Alain Duhamel : monsieur Mitterrand cela fait une heure vingt que nous sommes ensemble nous avons donc chacun (J-P. Elkabbach) une dernière question à vous poser. La mienne c’est celle-ci : il y a actuellement cinq condamnés à mort dans des cellules, je voudrais savoir si vous étiez élu président de la République si vous les gracieriez.

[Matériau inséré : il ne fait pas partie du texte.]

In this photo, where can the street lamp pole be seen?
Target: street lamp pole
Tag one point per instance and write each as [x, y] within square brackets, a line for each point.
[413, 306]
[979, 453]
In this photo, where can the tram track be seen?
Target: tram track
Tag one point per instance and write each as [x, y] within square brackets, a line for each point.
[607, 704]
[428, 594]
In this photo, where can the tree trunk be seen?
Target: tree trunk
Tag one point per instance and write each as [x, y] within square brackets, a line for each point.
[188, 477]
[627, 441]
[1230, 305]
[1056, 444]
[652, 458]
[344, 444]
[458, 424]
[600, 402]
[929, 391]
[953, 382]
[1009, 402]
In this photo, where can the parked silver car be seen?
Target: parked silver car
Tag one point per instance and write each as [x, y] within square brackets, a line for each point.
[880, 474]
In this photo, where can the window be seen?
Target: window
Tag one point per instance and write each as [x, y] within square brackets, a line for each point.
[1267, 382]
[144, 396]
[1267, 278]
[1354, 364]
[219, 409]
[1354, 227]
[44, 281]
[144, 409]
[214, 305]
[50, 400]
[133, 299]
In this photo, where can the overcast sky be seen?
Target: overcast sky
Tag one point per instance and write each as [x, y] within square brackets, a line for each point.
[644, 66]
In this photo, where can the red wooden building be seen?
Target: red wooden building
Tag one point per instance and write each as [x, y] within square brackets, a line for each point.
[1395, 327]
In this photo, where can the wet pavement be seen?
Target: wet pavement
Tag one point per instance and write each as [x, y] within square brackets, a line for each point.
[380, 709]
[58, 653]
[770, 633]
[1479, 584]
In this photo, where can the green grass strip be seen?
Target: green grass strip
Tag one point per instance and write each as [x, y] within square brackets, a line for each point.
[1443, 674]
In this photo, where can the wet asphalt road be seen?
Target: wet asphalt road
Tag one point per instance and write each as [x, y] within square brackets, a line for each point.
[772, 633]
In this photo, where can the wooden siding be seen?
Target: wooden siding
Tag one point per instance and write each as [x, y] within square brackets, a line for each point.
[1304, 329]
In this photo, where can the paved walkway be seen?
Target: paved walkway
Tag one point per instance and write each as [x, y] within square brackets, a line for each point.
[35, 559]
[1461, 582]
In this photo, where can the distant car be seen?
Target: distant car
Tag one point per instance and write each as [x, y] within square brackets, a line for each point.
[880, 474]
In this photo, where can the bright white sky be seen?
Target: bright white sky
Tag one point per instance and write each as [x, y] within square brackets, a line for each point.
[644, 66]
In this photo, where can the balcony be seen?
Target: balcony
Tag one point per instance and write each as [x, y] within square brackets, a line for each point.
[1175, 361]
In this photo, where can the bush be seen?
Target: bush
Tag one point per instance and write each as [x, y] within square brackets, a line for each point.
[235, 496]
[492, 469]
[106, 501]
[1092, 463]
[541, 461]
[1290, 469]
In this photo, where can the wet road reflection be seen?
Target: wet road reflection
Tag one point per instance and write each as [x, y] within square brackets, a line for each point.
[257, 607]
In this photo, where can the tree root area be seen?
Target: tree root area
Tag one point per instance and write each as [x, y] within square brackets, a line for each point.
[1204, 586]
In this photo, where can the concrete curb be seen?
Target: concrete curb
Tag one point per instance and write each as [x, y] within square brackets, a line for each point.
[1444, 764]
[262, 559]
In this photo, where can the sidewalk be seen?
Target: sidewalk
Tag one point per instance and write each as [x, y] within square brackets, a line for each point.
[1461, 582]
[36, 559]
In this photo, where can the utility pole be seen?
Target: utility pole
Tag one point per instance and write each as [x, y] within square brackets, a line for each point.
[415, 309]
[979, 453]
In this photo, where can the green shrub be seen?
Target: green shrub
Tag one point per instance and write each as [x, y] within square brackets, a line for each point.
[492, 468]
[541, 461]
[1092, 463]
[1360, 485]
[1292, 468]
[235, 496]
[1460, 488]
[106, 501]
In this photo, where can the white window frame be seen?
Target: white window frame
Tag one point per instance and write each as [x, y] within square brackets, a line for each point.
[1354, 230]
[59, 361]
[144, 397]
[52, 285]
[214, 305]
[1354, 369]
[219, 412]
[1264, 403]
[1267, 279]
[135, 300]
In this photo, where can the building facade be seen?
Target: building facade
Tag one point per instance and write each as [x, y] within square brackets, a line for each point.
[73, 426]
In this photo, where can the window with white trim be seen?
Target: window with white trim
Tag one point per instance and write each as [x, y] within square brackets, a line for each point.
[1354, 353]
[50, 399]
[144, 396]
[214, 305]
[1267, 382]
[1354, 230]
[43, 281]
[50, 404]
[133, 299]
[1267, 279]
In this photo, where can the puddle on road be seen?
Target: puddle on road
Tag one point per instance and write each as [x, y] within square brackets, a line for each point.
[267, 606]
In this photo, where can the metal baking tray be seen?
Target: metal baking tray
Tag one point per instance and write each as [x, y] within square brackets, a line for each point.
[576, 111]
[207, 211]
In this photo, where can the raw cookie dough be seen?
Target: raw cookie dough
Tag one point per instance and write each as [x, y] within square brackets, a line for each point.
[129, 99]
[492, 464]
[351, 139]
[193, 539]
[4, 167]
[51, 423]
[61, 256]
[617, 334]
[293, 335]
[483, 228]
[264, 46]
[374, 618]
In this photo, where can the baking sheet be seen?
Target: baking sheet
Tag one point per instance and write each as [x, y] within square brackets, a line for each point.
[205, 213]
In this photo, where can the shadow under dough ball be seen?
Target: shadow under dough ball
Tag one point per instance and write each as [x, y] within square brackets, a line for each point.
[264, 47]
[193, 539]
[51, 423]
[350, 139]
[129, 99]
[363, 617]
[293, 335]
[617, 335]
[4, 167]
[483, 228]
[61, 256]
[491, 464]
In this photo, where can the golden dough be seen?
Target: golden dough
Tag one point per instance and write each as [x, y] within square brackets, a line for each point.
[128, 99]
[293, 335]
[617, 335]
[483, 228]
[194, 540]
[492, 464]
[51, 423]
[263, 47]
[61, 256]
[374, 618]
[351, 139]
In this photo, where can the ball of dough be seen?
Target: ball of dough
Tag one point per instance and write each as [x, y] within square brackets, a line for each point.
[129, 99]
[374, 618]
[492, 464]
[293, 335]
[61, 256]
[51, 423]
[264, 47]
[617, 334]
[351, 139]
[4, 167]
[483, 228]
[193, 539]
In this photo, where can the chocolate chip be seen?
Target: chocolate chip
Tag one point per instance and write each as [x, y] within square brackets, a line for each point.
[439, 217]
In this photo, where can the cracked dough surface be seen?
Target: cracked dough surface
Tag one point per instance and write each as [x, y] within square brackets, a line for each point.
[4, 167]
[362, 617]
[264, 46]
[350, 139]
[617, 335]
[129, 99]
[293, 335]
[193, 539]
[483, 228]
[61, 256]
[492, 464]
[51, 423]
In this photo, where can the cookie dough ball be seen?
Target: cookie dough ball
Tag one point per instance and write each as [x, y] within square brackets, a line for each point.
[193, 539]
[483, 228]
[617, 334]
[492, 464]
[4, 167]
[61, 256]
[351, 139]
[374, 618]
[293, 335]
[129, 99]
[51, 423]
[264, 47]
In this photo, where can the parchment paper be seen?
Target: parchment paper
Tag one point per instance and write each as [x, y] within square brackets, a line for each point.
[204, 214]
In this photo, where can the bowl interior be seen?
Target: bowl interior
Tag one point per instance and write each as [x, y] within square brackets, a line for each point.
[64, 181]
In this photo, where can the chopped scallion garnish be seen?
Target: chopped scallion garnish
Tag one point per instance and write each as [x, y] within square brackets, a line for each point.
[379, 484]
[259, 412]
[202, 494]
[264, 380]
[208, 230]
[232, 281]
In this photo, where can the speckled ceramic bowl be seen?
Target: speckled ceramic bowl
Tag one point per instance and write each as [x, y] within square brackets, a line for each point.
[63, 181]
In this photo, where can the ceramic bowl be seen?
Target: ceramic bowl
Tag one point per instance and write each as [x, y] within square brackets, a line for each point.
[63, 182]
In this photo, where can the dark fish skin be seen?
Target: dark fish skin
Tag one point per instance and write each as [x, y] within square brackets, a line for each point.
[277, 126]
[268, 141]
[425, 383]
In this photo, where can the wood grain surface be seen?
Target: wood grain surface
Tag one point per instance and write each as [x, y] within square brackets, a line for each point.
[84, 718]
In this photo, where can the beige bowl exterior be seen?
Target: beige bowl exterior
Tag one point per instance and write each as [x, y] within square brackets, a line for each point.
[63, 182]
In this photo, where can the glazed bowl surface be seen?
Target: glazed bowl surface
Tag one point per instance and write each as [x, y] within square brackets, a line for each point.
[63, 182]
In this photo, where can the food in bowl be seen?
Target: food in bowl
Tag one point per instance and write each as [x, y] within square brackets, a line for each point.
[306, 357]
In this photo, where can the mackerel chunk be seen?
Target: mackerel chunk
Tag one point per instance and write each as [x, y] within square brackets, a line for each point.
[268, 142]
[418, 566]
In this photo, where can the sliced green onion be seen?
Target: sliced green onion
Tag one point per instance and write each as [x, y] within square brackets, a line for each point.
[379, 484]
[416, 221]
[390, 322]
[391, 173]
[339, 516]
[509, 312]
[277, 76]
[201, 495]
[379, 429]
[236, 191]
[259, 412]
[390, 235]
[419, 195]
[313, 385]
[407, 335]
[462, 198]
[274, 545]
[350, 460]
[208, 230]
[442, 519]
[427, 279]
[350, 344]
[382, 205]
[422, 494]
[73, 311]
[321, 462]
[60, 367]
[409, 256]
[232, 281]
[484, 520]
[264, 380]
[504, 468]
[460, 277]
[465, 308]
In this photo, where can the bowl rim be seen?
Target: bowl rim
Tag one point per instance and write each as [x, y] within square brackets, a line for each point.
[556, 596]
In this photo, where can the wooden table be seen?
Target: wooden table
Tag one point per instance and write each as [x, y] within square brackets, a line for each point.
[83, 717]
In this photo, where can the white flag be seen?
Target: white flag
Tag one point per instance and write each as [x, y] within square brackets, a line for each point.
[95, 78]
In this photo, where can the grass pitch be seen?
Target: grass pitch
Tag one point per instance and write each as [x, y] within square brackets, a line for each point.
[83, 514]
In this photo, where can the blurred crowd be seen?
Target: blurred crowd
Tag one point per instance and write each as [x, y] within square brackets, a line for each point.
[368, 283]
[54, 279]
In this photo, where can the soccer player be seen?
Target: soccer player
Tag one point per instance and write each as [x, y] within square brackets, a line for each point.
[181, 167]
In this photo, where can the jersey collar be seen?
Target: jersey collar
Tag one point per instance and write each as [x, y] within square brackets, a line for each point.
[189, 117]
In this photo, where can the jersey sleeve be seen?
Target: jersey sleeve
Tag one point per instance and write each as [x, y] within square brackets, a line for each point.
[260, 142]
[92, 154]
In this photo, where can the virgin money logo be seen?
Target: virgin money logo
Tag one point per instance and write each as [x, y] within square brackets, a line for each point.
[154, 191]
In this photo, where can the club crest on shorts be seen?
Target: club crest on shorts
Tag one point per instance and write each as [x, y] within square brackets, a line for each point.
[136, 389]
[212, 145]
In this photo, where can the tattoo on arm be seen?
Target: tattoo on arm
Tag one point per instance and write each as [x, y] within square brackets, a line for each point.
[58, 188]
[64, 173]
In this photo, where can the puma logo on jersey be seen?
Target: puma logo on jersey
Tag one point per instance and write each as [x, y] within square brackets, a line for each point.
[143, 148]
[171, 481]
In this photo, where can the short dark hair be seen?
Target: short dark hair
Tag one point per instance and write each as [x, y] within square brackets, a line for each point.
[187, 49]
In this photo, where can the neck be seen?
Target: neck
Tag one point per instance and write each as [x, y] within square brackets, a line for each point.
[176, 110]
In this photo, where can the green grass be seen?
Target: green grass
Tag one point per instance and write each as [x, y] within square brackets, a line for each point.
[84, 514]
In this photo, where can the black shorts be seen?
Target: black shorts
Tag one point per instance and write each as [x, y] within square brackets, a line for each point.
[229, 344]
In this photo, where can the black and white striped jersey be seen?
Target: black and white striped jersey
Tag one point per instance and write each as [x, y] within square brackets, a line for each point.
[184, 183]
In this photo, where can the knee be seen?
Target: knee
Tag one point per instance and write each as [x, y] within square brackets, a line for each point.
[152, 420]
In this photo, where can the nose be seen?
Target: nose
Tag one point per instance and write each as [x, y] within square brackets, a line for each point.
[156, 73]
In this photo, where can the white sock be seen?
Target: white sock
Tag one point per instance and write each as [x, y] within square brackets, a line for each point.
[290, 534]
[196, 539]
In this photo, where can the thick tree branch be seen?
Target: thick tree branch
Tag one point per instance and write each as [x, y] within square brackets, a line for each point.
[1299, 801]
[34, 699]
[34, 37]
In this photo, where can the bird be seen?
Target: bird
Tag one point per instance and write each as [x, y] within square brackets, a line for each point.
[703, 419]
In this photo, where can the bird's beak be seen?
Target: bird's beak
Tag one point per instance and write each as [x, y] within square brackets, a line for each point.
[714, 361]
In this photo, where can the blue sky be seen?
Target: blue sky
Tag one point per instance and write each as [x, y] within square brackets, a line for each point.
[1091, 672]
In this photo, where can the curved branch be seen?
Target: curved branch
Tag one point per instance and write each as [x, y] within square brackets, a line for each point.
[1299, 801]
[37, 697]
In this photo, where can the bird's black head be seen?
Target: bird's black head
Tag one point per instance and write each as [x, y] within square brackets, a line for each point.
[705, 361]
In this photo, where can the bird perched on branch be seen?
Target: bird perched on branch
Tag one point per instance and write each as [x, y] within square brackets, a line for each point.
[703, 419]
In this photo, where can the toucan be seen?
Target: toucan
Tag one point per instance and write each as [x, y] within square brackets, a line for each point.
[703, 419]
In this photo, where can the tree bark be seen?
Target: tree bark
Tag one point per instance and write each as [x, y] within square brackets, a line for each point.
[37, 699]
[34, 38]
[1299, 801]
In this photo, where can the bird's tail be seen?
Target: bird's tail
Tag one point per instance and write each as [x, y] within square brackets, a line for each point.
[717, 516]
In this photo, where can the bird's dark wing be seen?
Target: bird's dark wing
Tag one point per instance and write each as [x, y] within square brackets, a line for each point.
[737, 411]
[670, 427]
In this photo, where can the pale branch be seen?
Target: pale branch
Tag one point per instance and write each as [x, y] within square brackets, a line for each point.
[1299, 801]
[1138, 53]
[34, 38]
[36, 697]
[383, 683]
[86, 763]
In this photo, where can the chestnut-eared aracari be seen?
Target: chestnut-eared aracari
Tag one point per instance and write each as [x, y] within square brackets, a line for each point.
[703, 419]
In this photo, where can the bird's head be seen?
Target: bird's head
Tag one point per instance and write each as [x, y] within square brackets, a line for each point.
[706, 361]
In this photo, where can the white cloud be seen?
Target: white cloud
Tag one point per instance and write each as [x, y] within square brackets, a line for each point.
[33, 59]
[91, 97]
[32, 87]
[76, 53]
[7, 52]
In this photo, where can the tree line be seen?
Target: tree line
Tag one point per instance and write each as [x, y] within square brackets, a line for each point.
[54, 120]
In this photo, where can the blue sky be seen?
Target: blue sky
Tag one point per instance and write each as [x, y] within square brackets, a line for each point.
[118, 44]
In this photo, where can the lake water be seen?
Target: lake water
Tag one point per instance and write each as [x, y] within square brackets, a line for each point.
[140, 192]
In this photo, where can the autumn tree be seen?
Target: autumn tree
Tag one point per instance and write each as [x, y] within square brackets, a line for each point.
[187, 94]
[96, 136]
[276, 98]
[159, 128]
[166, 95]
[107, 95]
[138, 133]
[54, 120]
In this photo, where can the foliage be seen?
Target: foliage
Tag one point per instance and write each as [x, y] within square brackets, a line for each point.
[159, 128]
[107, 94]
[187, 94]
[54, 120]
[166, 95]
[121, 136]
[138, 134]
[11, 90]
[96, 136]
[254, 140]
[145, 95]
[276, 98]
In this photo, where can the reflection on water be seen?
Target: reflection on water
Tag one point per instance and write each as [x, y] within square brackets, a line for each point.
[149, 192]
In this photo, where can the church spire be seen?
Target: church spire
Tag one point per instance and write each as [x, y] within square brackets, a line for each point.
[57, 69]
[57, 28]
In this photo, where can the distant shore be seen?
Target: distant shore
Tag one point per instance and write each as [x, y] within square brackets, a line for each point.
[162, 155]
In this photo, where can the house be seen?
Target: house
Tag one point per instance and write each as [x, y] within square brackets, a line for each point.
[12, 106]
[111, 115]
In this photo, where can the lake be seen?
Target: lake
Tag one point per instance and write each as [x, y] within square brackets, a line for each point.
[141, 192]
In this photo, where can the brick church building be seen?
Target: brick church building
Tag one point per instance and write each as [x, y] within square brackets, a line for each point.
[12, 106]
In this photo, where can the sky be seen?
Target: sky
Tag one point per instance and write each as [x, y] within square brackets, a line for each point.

François Mitterrand : pas plus sur cette question que sur les autres je ne cacherais ma pensée. Et je n’ai pas du tout l’intention de mener ce combat à la face du pays en faisant semblant d’être ce que je ne suis pas. Dans ma conscience profonde qui rejoint celle des Eglises, de l’Eglise catholique, les Eglises réformées, la religion juive, la totalité des grandes associations humanitaires, internationales et nationales, dans ma conscience, dans le for de ma conscience : je suis contre la peine de mort. Et je n’ai pas besoin de lire les sondages qui disent le contraire, une opinion majoritaire est pour la peine de mort. Hé bien moi je suis candidat à la présidence de la République et je demande une majorité de suffrages aux Français mais je ne la demande pas dans le secret de ma pensée. Je dis ce que je pense, ce à quoi j’adhère, ce à quoi je crois, ce à quoi se rattachent mes adhésions spirituelles, ma croyance, mon souci de la civilisation : je ne suis pas favorable à la peine de mort
Jean Pierre Elkabbach : donc vous les gracieriez ?
François Mitterrand : je ferais ce que j’aurais à faire dans le cadre d’une loi que j’estime excessive, c’est à dire régalienne, d’un pouvoir excessif donné à un seul homme : disposer de la vie d’un autre, mais ma disposition est celle d’un homme qui ne ferait pas procéder à des exécutions capitales.